EDIT: seems like this is a bug in Coremltools. See here: https://github.com/apple/coremltools/issues/691#event-3295066804
one-sentence summary: the non-maximum suppression layer outputs four values, but I am only able to use two of those four values as inputs to subsequent layers.
I'm building a neural network model using Apple's Core ML Tools package, and I've added a non-maximum suppression (NMS) layer. This layer has four outputs, per the documentation:
- output 1: box coordinates, corresponding to the surviving boxes.
- output 2: box scores, corresponding to the surviving boxes.
- output 3: indices of the surviving boxes. [this is the output I want to use in a subsequent layer]
- output 4: number of boxes selected after the NMS algorithm
I've set up a test model with some simple inputs, and the NMS layer correctly returns the expected values for each of the four outputs listed above. If I then use either output#1 or output#2 in a subsequent layer, I have no problems doing so. However, if I try to use output#3 or output#4 in a subsequent layer, I get an error saying that the input was "not found in any of the outputs of the preceding layers."
Jupyter Notebook
The easiest way to replicate the issue is to download and go through this Jupyter Notebook.
Alternatively, the sample code below also walks through the problem I'm having.
Sample Code
I've set up some sample input data as follows:
boxes = np.array(
[[[0.00842474, 0.83051298, 0.91371644, 0.55096077],
[0.34679857, 0.31710117, 0.62449838, 0.70386912],
[0.08059154, 0.74079195, 0.61650205, 0.28471152]]], np.float32)
scores = np.array(
[[[0.87390688],
[0.2797731 ],
[0.72611251]]], np.float32)
input_features = [('boxes', datatypes.Array(*boxes.shape)),
('scores', datatypes.Array(*scores.shape))]
output_features = [('output', None)]
data = {'boxes': boxes,
'scores': scores }
And I've built the test model as follows:
builder = neural_network.NeuralNetworkBuilder(input_features, output_features, disable_rank5_shape_mapping=True)
# delete the original output, which was just a placeholder while initializing the model
del builder.spec.description.output[0]
# add the NMS layer
builder.add_nms(
name="nms",
input_names=["boxes","scores"],
output_names=["nms_coords", "nms_scores", "surviving_indices", "box_count"],
iou_threshold=0.5,
score_threshold=0.5,
max_boxes=3,
per_class_suppression=False)
# make the model output all four of the NMS layer's outputs
for name in ["nms_coords", "nms_scores", "surviving_indices", "box_count"]:
builder.spec.description.output.add()
builder.spec.description.output[-1].name = name
builder.spec.description.output[-1].type.multiArrayType.dataType = ft.ArrayFeatureType.FLOAT32
# # add a linear activation layer (intentionally commented out)
# builder.add_activation(
# name="identity",
# non_linearity="LINEAR",
# input_name="surviving_indices",
# output_name="activation_output",
# params=[1.0,0.0])
# initialize the model
model = coremltools.models.MLModel(builder.spec)

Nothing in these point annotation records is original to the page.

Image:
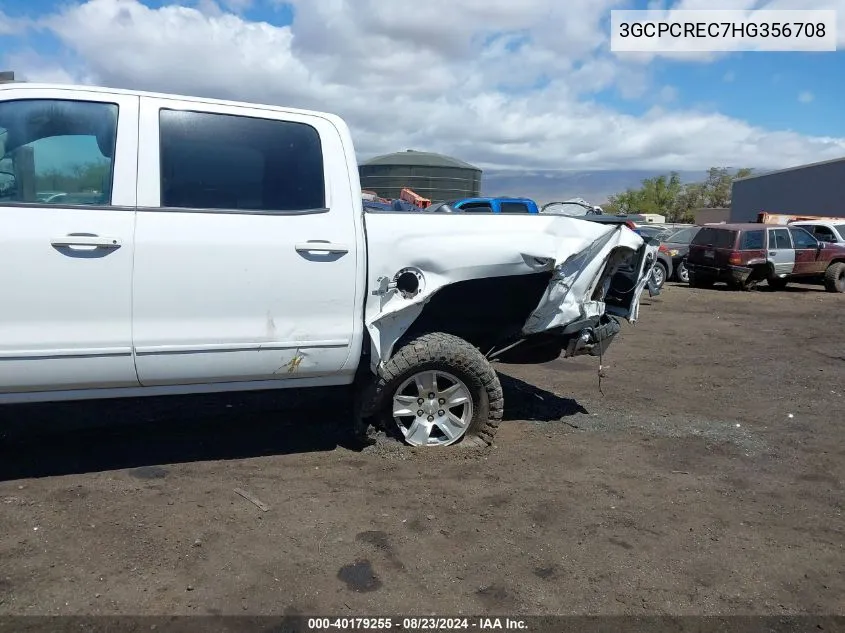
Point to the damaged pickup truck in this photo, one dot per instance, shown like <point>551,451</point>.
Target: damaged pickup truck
<point>212,246</point>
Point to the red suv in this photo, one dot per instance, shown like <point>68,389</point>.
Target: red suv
<point>743,255</point>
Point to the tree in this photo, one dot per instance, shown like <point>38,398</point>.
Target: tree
<point>666,195</point>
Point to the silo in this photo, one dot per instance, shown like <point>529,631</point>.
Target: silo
<point>432,176</point>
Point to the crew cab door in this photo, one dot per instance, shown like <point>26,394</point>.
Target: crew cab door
<point>781,253</point>
<point>67,213</point>
<point>246,246</point>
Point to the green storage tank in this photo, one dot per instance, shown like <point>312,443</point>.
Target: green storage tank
<point>433,176</point>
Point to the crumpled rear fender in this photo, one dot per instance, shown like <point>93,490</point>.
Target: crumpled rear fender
<point>412,256</point>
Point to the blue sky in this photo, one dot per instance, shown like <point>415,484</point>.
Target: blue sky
<point>523,105</point>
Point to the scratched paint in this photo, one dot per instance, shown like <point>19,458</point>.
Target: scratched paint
<point>295,362</point>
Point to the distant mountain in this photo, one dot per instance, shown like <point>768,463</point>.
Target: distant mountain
<point>593,186</point>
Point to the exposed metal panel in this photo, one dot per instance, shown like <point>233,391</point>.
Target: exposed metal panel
<point>814,190</point>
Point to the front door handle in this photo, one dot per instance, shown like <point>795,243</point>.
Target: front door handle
<point>321,247</point>
<point>85,240</point>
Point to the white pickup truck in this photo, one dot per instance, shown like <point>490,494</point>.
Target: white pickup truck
<point>156,244</point>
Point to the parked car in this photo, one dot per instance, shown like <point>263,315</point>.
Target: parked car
<point>742,255</point>
<point>663,267</point>
<point>230,250</point>
<point>675,247</point>
<point>824,231</point>
<point>495,205</point>
<point>576,207</point>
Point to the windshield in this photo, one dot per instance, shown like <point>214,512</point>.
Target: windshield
<point>573,209</point>
<point>684,236</point>
<point>717,238</point>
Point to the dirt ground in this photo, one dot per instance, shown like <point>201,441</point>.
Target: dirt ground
<point>707,479</point>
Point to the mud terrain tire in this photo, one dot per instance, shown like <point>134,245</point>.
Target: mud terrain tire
<point>834,278</point>
<point>444,353</point>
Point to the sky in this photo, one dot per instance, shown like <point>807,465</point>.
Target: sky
<point>517,85</point>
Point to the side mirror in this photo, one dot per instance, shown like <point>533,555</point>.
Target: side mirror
<point>8,183</point>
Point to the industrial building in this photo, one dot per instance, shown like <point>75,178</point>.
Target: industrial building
<point>814,189</point>
<point>433,176</point>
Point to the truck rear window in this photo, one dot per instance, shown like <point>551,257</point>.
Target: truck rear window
<point>752,241</point>
<point>717,238</point>
<point>223,161</point>
<point>514,207</point>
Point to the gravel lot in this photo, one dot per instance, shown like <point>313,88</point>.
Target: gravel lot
<point>706,479</point>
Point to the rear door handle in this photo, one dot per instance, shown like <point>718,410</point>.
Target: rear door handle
<point>321,247</point>
<point>86,240</point>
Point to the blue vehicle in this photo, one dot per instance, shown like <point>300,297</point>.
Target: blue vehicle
<point>495,205</point>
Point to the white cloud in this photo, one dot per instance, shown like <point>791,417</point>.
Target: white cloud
<point>498,83</point>
<point>668,94</point>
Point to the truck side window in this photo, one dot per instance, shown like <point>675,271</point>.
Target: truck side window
<point>779,239</point>
<point>752,241</point>
<point>57,152</point>
<point>823,233</point>
<point>802,238</point>
<point>223,161</point>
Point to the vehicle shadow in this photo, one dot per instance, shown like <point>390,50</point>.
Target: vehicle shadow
<point>759,288</point>
<point>524,401</point>
<point>49,439</point>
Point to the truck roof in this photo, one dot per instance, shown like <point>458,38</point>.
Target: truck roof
<point>163,95</point>
<point>742,226</point>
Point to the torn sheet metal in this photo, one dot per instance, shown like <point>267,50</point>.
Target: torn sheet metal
<point>444,249</point>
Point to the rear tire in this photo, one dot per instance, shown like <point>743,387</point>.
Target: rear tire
<point>776,283</point>
<point>659,274</point>
<point>834,278</point>
<point>682,272</point>
<point>443,365</point>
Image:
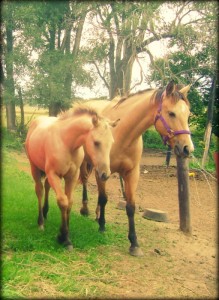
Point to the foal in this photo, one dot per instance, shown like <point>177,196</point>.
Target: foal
<point>56,147</point>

At this point, when I call
output = model.predict(data, useCPUOnly=True)
print(output)
everything works as expected.
For example, if I call print(output['surviving_indices']
, the result is [[ 0. 2. -1.]]
(as expected).
However, I'm unable to use either the surviving_indices
or the box_count
outputs as an input to a subsequent layer. For example, if I add a linear activation layer (by uncommenting the block above), I'll get the following error:
Input 'surviving_indices' of layer 'identity' not found in any of the outputs of the preceding layers.
I have the same problem if I use the box_count
output (i.e., by setting input_name="box_count"
in the add_activation
layer).
I know that the NMS layer is correctly returning outputs named surviving_indices
and box_count
, because when I call print(builder.spec.neuralNetwork.layers[0])
I get the following result:
name: "nms"
input: "boxes"
input: "scores"
output: "nms_coords"
output: "nms_scores"
output: "surviving_indices"
output: "box_count"
NonMaximumSuppression {
iouThreshold: 0.5
scoreThreshold: 0.5
maxBoxes: 3
}
Furthermore, if I use either the nms_coords
or the nms_scores
outputs as an input to the linear activation layer, I don't have any problems. It will correctly output the unmodified nms_coords
or nms_scores
values from the NMS layer's output.
I'm baffled as to why the NMS layer correctly outputs what I want it to, but then I'm unable to use those outputs in subsequent layers.